GToTree is a user-friendly workflow for phylogenomics intended to give more researchers the capability to easily create phylogenomic trees. Documentation and examples can be found at the wiki here, and the open-access Bioinformatics Journal publication is available here.
A quick conda installation can be run like so:
# installing mamba if needed first (for faster conda installs)

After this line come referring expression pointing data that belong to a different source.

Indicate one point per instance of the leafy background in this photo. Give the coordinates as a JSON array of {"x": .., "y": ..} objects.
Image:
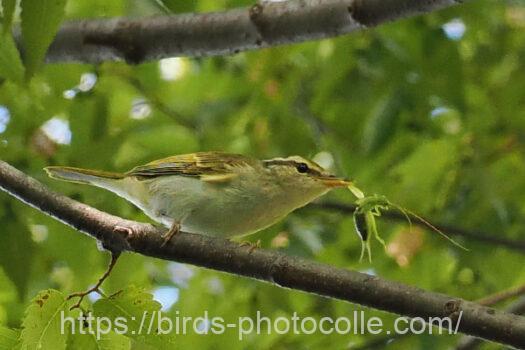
[{"x": 428, "y": 111}]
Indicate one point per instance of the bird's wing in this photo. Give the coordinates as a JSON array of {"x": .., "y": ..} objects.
[{"x": 208, "y": 166}]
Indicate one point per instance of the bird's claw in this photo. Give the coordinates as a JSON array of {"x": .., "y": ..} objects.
[{"x": 252, "y": 246}]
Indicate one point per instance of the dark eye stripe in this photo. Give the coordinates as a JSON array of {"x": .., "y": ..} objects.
[{"x": 291, "y": 163}]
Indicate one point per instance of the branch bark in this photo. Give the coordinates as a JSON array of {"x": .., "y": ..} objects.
[
  {"x": 270, "y": 266},
  {"x": 262, "y": 25}
]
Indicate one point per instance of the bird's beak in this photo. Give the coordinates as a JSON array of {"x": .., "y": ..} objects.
[{"x": 335, "y": 182}]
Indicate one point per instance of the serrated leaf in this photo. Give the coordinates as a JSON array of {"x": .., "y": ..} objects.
[
  {"x": 109, "y": 341},
  {"x": 8, "y": 338},
  {"x": 8, "y": 10},
  {"x": 40, "y": 22},
  {"x": 41, "y": 327},
  {"x": 10, "y": 63},
  {"x": 139, "y": 312}
]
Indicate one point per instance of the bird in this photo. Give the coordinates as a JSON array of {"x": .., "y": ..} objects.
[{"x": 213, "y": 193}]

conda install -n base -c conda-forge mamba
mamba create -y -n gtotree -c astrobiomike -c conda-forge -c bioconda -c defaults gtotree
GToTree is a more structured implementation of a workflow I would put together everytime I wanted to make a large-scale phylogenomic tree. What do I mean by large-scale? Anything from a full-blown Tree of Life with all 3 domains, down to, for example, all available genomes of Staphylococcus alongside new isolate genomes. At its heart it just takes in genomes and outputs an alignment and phylogenomic tree based on the specified HMM profiles. But I think its value comes from three main things: 1) its flexibility with regard to input format - taking fasta files, GenBank files, and/or NCBI accessions (So if you just recovered a bunch of new genomes and you want to see where they fit in with references, you can provide references by accession and your new genomes as fasta files.); 2) its automation of required between-tool tasks such as filtering hits by gene-length, filtering out genomes with too few hits to the target genes, and swapping genome labels for something more useful; and 3) its scalability – GToTree can turn ~1,700 input genomes into a tree in ~60 minutes on a standard laptop.

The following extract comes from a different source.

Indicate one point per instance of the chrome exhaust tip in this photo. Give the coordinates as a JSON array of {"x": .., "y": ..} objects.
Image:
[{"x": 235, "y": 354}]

Also included are several newly generated single-copy gene-sets for 13 different taxonomical groupings. These are presented in the wiki, along with an explanation and example code/steps used in the generation of them.

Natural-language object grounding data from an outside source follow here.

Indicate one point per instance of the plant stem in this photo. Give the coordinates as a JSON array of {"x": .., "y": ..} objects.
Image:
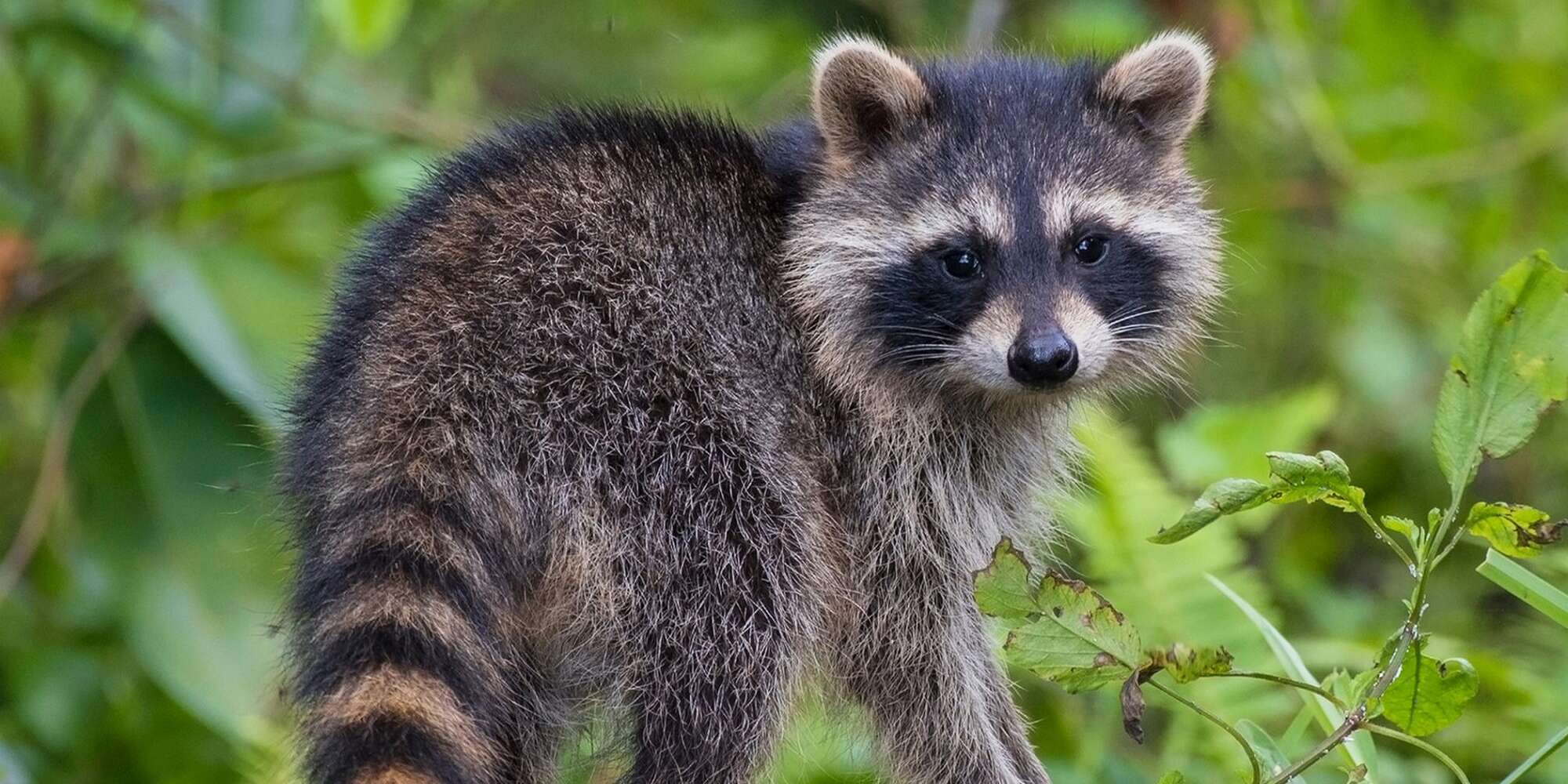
[
  {"x": 1252, "y": 757},
  {"x": 1423, "y": 746},
  {"x": 1291, "y": 683},
  {"x": 1382, "y": 535}
]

GToTree utilizes helper scripts written in python, but is primarily implemented in bash. Every attempt is being made to make it portable across all variations of GNU/Unix, including on Macs, so if you run into any issues, it'd be appreciated if you could report them so the problems can be found and fixed!
See the "What is GToTree?" wiki page for some more detail on the processing steps pictured above. For practical ways GToTree can be helpful, check out the Example usage page. And for detailed information on using GToTree, see the User guide.
A quick conda installation can be run like so:
# installing mamba if needed first (for faster conda installs)
conda install -n base -c conda-forge mamba
mamba create -y -n gtotree -c astrobiomike -c conda-forge -c bioconda -c defaults gtotree
GToTree will print out a citations.txt
file with citation information specific for every run that accounts for all programs it relies upon. Please be sure to cite the developers appropriately :)
Here is an example output citations.txt
file from a run, and how I'd cite it in the methods:
GToTree v1.6.31
Lee MD. GToTree: a user-friendly workflow for phylogenomics. Bioinformatics. 2019; (March):1-3. doi:10.1093/bioinformatics/btz188
Prodigal v2.6.3
Hyatt, D. et al. Gene and translation initiation site prediction in metagenomic sequences. Bioinformatics. 2010; 28, 2223–2230. doi.org/10.1186/1471-2105-11-119
HMMER3 v3.3.2
Eddy SR. Accelerated profile HMM searches. PLoS Comput. Biol. 2011; (7)10. doi:10.1371/journal.pcbi.1002195
Muscle v5.1
Edgar RC. MUSCLE v5 enables improved estimates of phylogenetic tree confidence by ensemble bootstrapping. bioRxiv. 2021. doi.org/10.1101/2021.06.20.449169
TrimAl v1.4.rev15
Gutierrez SC. et al. TrimAl: a Tool for automatic alignment trimming. Bioinformatics. 2009; 25, 1972–1973. doi:10.1093/bioinformatics/btp348
TaxonKit v0.9.0
Shen W and Ren H. TaxonKit: a practical and efficient NCBI Taxonomy toolkit. Journal of Genetics and Genomics. 2021. doi.org/10.1016/j.jgg.2021.03.006
FastTree 2 v2.1.11
Price MN et al. FastTree 2 - approximately maximum-likelihood trees for large alignments. PLoS One. 2010; 5. doi:10.1371/journal.pone.0009490
Example methods text based on above citation output (be sure to modify as appropriate for your run)
The archaeal phylogenomic tree was produced with GToTree v1.6.31 (Lee 2019), using the prepackaged single-copy gene-set for archaea (76 target genes). Briefly, prodigal v2.6.3 (Hyatt et al. 2010) was used to predict genes on input genomes provided as fasta files. Target genes were identified with HMMER3 v3.2.2 (Eddy 2011), individually aligned with muscle v5.1 (Edgar 2021), trimmed with trimal v1.4.rev15 (Capella-Gutiérrez et al. 2009), and concatenated prior to phylogenetic estimation with FastTree2 v2.1.11 (Price et al. 2010). TaxonKit (Shen and Ren 2021) was used to connect full lineages to taxonomic IDs.